It was observed that the growth stage of D. officinale PLBs not only had the morphological characteristics of embryoid bodies (Figure 2A), but also had white reticulated villi on the PLB surface (Figure 2B). Therefore, the protocorm-like bodies were in a somatogenic pathway at this time.
When the protocorms were cultured for about 35 d, most of the protocorms began to germinate and differentiate; the generation of small protrusions was observed, and some of them developed indeterminate bud clusters (Figure 3). In general, these produced leaf and stem buds from the globules of the protocorm-like bodies, so the PLBs were in the organogenesis pathway in the later stage.
As mentioned above, a protocorm-like body of D. officinale is an incomplete complex of somatic embryoid with spore organogenesis. The protocorm-like bodies are in the somatic pathway in the early stage of development and move to the organogenesis pathway in the later stage (as shown in Figure 1, Figure 2 and Figure 3).

3.2. The Morphology of PLB Tissue Culture Seedlings

At the early stage of culture, the color of Dendrobium bulbs in the combination of four different concentrations of MT treatment was light green with a yellowish color. On the 25th day, the color was mostly yellowish green. As the cultivation progressed, both the CK and the MT3 treatments gradually shifted from yellowish green to a lighter shade of green. Under the MT1 treatment, a small amount of sprouting and healing tissue appeared in the protocorm-like body mass, while fine white flocculent began to appear on the surface of the protocorms under the MT1, MT2, and MT4 treatments. On the 30th day, an increase in callus germination and the emergence of small bulges were observed across all treatments, with more pronounced sprouting under the CK and MT3 treatments, accompanied by varying degrees of bulge formation. On the 35th day, the CK began to appear sprouting buds. As MT concentration increased, the tops of the protocorm-like bodies gradually turned green, with the color changing from yellowish green to light green. The bulges enlarged, and the number of white flocculent structures began to increase. On the 40th day of cultivation, compared to the control, protocorms treated with MT3 and MT4 exhibited more white flocculent on the surface, with fewer differentiated clumps treated with MT1 and MT4. On the 45th day, the MT1, MT2, and MT3 treatments showed more differentiated clumps and white flocculent than CK. However, protocorms treated with MT4 appeared yellow in color, the degree of mass differentiation was less, and there were more white flocculent structures. The specific morphology parameters are shown in Figure 4 and Table 2. In summary, the addition of MT may promote the proliferation of protocorms.

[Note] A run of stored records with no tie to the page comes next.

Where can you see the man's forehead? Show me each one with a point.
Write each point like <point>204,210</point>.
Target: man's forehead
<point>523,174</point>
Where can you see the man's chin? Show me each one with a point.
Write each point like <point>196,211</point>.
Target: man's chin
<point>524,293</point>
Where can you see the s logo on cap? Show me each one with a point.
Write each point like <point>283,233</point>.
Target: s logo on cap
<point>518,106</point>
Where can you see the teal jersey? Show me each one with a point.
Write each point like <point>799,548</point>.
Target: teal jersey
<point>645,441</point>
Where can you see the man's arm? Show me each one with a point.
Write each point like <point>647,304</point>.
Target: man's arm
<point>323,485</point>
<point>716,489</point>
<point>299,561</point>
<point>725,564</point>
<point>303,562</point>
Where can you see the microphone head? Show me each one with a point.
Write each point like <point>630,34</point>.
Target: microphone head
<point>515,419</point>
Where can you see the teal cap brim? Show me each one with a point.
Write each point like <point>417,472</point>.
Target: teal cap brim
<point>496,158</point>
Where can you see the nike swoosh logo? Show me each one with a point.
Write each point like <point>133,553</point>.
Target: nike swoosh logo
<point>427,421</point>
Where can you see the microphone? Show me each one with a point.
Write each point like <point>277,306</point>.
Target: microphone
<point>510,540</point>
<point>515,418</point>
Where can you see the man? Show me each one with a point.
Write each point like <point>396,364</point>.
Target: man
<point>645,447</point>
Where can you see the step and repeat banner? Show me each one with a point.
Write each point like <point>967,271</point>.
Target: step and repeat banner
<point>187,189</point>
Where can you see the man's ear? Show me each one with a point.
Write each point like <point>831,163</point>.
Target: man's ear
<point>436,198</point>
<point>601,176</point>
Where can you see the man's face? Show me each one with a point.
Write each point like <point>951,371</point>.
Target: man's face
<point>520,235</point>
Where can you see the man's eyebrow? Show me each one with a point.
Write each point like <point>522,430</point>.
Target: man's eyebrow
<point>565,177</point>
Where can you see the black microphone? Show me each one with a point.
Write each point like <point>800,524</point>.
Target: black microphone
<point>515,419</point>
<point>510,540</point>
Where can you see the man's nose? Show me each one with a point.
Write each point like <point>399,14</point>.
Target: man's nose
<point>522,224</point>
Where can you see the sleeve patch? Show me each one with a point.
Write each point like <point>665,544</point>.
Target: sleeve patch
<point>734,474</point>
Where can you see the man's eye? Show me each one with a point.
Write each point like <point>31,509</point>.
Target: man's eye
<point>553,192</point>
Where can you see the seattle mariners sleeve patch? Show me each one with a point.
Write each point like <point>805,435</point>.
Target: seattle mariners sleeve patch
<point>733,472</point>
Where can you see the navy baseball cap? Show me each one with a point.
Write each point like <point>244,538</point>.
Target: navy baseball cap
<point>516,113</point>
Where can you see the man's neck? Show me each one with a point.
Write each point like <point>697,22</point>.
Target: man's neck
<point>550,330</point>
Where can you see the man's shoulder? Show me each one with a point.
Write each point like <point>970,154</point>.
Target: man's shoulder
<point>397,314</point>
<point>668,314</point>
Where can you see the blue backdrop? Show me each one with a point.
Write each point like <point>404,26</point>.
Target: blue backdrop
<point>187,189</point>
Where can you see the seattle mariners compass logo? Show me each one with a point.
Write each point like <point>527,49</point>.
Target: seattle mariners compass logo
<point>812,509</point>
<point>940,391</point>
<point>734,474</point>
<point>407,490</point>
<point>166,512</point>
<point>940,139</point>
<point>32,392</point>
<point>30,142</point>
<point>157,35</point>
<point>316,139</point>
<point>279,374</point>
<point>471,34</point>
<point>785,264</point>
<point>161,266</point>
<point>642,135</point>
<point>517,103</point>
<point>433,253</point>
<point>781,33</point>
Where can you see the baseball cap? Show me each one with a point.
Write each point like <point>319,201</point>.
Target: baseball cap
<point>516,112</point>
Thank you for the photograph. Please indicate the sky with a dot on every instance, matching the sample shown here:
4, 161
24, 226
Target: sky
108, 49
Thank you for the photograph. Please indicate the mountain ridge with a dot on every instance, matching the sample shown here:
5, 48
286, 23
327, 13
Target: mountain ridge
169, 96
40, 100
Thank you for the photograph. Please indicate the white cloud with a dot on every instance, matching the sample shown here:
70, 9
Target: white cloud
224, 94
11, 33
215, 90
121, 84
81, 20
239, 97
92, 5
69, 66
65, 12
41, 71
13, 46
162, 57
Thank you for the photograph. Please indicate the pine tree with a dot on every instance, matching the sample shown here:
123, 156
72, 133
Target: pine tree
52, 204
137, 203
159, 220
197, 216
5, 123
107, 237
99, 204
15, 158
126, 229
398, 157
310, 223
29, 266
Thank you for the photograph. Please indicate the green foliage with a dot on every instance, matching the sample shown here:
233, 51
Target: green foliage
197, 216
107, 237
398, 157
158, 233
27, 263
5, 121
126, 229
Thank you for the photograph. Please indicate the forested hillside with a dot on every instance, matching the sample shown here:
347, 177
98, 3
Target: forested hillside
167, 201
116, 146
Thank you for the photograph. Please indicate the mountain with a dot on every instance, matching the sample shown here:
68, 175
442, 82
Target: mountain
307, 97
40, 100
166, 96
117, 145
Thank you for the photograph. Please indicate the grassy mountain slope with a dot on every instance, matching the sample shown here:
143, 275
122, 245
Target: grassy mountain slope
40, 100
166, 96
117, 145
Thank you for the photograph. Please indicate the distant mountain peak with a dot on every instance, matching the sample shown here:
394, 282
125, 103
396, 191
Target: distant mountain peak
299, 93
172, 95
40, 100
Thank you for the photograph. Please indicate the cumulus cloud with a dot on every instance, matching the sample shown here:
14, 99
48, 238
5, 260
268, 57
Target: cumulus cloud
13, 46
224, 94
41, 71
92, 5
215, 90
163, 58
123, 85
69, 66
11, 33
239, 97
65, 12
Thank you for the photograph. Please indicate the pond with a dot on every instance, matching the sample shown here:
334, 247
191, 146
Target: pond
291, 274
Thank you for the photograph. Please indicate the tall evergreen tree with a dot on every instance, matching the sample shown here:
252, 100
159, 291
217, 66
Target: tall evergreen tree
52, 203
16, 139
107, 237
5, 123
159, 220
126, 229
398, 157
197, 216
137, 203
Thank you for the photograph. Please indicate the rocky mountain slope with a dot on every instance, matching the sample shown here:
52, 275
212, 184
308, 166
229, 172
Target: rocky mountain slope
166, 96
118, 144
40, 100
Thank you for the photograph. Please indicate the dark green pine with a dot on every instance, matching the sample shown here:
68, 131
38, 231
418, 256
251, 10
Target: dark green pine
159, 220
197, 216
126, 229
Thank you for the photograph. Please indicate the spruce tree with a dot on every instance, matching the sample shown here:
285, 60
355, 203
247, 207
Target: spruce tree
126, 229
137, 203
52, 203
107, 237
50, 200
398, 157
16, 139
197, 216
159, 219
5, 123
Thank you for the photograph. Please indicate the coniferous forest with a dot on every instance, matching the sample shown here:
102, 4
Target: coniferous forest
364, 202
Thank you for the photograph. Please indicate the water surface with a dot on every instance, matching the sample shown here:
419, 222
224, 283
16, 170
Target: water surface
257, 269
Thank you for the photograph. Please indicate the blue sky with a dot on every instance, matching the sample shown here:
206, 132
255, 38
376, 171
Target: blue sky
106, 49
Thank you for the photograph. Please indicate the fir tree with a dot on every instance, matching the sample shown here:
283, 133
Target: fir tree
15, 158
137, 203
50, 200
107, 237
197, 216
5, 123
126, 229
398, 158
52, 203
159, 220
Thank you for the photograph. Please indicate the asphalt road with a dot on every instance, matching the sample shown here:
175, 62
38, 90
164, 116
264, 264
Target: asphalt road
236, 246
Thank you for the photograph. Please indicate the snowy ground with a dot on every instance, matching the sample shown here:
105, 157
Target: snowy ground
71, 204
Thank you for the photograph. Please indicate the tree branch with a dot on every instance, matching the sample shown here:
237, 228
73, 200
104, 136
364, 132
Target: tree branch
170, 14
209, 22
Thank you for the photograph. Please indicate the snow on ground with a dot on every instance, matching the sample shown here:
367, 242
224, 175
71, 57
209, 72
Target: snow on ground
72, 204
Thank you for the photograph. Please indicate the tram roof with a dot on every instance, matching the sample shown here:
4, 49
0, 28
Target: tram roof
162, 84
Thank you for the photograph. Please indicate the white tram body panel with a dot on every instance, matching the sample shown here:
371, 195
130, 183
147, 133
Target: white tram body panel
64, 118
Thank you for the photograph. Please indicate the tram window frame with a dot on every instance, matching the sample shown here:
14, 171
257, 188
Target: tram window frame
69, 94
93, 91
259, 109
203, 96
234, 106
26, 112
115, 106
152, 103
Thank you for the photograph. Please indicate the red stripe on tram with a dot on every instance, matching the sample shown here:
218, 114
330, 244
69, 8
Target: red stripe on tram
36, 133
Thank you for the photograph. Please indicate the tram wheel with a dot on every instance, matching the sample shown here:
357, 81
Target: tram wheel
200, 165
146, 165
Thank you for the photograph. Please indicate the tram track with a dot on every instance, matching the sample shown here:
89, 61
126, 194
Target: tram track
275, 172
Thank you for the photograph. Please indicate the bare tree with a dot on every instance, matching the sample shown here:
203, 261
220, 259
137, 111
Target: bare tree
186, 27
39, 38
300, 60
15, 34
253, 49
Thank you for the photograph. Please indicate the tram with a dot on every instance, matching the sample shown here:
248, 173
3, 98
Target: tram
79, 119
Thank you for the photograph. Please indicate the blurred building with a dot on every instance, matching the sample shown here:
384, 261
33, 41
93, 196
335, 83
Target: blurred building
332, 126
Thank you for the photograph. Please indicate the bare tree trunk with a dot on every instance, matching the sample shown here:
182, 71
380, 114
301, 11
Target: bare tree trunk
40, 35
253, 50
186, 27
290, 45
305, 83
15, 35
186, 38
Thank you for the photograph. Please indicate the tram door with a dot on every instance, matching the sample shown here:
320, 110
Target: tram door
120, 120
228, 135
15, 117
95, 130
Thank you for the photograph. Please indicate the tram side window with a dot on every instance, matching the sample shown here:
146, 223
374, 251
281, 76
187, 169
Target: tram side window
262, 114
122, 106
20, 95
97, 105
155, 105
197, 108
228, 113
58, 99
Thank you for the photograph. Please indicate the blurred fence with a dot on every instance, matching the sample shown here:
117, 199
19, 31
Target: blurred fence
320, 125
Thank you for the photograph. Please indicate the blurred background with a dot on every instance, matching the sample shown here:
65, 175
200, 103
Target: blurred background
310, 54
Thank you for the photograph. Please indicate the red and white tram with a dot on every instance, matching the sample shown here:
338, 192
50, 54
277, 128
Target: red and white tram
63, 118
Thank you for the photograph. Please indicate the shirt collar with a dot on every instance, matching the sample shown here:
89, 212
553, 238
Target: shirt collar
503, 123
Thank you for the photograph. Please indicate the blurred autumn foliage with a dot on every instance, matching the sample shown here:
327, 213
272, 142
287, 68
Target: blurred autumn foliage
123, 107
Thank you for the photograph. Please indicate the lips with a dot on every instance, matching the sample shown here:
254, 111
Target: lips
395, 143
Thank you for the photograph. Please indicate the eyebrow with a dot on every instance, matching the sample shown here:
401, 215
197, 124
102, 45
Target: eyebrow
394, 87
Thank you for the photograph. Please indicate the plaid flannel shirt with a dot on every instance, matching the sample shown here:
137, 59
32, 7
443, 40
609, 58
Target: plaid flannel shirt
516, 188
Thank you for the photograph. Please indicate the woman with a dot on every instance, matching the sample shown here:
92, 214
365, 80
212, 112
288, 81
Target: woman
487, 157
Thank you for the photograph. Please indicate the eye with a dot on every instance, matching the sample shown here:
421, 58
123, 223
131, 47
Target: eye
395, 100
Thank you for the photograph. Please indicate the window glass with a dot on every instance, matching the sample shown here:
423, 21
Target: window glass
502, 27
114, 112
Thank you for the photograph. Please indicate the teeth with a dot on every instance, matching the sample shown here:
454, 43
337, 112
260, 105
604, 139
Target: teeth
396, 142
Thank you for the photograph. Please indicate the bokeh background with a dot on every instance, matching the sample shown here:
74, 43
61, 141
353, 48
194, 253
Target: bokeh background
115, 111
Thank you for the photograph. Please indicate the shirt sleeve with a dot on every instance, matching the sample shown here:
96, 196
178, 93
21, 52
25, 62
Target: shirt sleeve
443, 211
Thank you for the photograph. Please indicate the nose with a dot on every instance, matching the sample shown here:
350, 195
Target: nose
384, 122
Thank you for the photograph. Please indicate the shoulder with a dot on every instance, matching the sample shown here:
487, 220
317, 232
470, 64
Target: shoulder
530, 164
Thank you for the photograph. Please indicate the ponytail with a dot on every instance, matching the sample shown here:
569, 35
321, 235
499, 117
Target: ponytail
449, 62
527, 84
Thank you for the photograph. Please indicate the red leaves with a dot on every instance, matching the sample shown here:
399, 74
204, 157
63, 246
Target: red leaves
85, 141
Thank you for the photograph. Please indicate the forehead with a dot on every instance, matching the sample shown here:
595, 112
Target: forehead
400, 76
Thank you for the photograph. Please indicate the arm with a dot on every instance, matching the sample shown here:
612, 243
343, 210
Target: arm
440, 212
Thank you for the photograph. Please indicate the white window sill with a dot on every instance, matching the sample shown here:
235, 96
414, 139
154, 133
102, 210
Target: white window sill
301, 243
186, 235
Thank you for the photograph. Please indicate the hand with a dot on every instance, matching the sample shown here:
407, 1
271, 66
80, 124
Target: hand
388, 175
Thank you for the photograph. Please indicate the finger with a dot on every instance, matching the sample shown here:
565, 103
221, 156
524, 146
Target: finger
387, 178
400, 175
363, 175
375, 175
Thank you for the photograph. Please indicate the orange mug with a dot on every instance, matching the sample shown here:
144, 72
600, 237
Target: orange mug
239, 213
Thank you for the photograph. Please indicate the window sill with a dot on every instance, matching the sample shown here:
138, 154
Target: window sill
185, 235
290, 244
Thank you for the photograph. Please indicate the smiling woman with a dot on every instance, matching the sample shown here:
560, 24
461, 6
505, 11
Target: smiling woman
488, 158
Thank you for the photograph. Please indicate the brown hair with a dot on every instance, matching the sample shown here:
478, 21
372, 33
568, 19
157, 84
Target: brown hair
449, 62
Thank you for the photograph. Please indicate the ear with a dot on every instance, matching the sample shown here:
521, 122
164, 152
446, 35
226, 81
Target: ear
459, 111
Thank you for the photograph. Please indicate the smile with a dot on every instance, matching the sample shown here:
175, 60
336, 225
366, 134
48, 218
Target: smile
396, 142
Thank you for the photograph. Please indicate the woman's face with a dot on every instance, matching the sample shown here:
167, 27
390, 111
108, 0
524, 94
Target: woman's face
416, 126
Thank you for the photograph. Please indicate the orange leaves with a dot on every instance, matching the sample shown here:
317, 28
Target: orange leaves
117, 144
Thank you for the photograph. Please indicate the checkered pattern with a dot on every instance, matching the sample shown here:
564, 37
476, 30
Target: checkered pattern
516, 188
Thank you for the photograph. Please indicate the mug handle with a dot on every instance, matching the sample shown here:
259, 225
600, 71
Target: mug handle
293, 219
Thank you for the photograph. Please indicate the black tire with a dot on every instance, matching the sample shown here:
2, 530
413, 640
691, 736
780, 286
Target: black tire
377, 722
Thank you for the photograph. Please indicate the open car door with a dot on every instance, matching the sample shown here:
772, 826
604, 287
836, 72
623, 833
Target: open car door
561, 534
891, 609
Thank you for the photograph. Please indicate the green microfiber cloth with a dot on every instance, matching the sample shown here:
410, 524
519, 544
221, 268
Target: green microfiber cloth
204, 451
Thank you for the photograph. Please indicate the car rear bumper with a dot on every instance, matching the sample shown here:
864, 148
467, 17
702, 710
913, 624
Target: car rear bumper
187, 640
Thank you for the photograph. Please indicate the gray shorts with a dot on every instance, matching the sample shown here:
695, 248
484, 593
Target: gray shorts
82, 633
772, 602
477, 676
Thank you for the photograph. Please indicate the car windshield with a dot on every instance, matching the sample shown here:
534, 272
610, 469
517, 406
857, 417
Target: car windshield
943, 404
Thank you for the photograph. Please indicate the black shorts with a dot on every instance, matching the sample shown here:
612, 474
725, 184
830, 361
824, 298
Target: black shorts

3.3. Proliferation and Differentiation of PLBs

As depicted in Figure 5, the fresh weight gain and proliferation rate of the PLBs obviously increased with the duration of culture, while the trends of differentiation rate and fold drying rate of the protocorm group-cultured seedlings under different treatments varied. Among all treatments, the proliferation rate of MT3 surpassed that of CK, showing a significantly higher proliferation rate compared to other treatments from the 25th to the 45th day, peaking at 65.68% on the 45th day. The differentiation rate of all treatments was significantly higher than that of CK on the 25th day but significantly lower than that of CK on the 40th day. The proliferation rate of protocorms under the MT1, MT2, and MT3 treatments on the 45th day showed different trends. On the 40th day, the differentiation rate of MT1 and MT4 was significantly lower than that of CK, while the differentiation rate of the MT1, MT2, and MT3 treatments resembled that of the CK on the 45th day, with the highest differentiation rate displayed in the MT3 treatment. However, the differentiation rate of MT4 was extremely lower than that of CK and the other treatments. This indicates that lower concentrations (50 µM and below) of MT favored cluster bud differentiation of Dendrobium bulbs, while higher concentrations (50–100 µM) of MT inhibited cluster bud differentiation to some extent. Furthermore, higher concentrations (50–100 µM) of MT increased the fold drying of Dendrobium bulbs over time.
Analysis of variance and range (Table 3) revealed significant effects of MT concentration and days of incubation on fresh weight gain, proliferation rate, differentiation rate, and fold drying rate. The greatest effect on the proliferation rate of Dendrobium bulbs was found for both MT concentration and days of incubation. Moreover, a greater effect on differentiation rate was obtained for MT treatments, while the number of days of incubation primarily influenced fresh weight gain and differentiation rate. Overall, the effects of treatment concentrations on Dendrobium PLBs were not as significant as the effects of incubation time on protocorms.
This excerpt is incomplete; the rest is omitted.